Home Top Stories First Schools, Now NYC Banning Churches From Community Centers

First Schools, Now NYC Banning Churches From Community Centers

By Todd Starnes/TWITTER

An evangelical Christian church has been told by New York City officials that it can no longer rent a community room in a federally funded housing project named after Supreme Court Justice Sonia Sotomayor.


An attorney representing the Bronx Bible Church said the congregation was notified that Christmas Day will be the last day they can worship at the housing project.

“It does present a very ugly picture of the state of religious liberties in New York City,” said Jordan Lorence, senior counsel with the Alliance Defense Fund. “It’s the height of irony that the housing authority would violate the First Amendment at a place named after a Supreme Court justice.”

Lorence said the New York City Housing Authority based their decision on a recent court case that said New York City has a constitutional right to bar churches from renting schools during non-school hours for worship services.

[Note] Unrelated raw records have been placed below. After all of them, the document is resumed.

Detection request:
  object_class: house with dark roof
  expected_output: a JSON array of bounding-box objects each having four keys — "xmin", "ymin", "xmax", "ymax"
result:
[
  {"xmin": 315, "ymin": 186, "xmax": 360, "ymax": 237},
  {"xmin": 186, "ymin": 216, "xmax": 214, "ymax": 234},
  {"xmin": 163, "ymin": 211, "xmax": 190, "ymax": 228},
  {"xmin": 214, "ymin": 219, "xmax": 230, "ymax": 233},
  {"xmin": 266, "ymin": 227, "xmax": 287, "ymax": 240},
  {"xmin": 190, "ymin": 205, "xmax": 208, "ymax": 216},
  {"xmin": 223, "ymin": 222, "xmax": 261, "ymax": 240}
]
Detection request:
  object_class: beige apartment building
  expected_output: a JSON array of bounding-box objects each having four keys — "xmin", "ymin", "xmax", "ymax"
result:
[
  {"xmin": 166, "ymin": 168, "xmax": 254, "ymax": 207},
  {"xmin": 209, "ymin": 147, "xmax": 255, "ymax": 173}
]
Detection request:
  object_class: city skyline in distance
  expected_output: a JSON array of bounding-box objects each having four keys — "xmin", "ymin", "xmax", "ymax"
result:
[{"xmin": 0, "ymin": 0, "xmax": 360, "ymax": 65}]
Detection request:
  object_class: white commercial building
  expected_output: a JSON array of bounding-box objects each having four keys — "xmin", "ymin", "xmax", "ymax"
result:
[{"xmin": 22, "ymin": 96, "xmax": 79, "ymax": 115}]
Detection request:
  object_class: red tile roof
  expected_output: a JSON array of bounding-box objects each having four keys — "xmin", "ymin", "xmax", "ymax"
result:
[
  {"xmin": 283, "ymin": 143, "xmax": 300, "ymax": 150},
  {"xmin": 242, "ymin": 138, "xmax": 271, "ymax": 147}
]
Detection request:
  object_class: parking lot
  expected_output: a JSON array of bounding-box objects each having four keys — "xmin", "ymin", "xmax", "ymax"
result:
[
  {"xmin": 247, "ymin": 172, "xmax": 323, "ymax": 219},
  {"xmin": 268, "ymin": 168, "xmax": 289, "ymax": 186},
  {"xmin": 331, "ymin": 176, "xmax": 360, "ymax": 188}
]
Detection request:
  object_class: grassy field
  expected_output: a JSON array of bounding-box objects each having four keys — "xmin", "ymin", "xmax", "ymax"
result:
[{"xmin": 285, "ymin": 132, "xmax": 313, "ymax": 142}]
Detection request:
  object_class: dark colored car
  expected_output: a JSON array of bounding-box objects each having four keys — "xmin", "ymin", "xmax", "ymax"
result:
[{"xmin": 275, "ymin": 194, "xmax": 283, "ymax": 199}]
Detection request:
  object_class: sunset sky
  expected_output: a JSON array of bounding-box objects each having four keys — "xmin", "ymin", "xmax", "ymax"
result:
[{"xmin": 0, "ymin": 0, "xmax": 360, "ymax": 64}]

The Supreme Court declined to review the case – meaning dozens of Christian churches will be forced to find other places to hold their services.

“What’s next – Central Park?” Lorence asked. “Religious groups can’t meet there? Where is this all going to stop?”

A spokesperson for the NYC Housing Authority declined to comment but did offer the following statement:

“The terms of this lease have expired and the New York City Housing Authority is reviewing the renewal of all of its leases,” the spokesman said.

However, Lorence told Fox News & Commentary there is no expiration date on the lease and when the pastor of Bronx Bible Church was contacted by the NYC Housing Authority there was no mention of the end of the year expiration of the lease.

“This is an arbitrary and unconstitutional decision,” he told Fox News & Commentary. “Even if they adopt an anti-worship service policy, they haven’t done so yet. So there’s no reason why they should be kicking out a church – especially during the holidays.”

Lorence said the decision to evict the church sends a dangerous message to the city’s Christian community.

“They’re suggesting that religion is something dangerous, that people shouldn’t be exposed to and that is an extreme and wrong understanding of the Establishment Clause,” Lorence said. “Religious expression is being driven away, prohibited in public buildings that are open to all other community groups to meet.”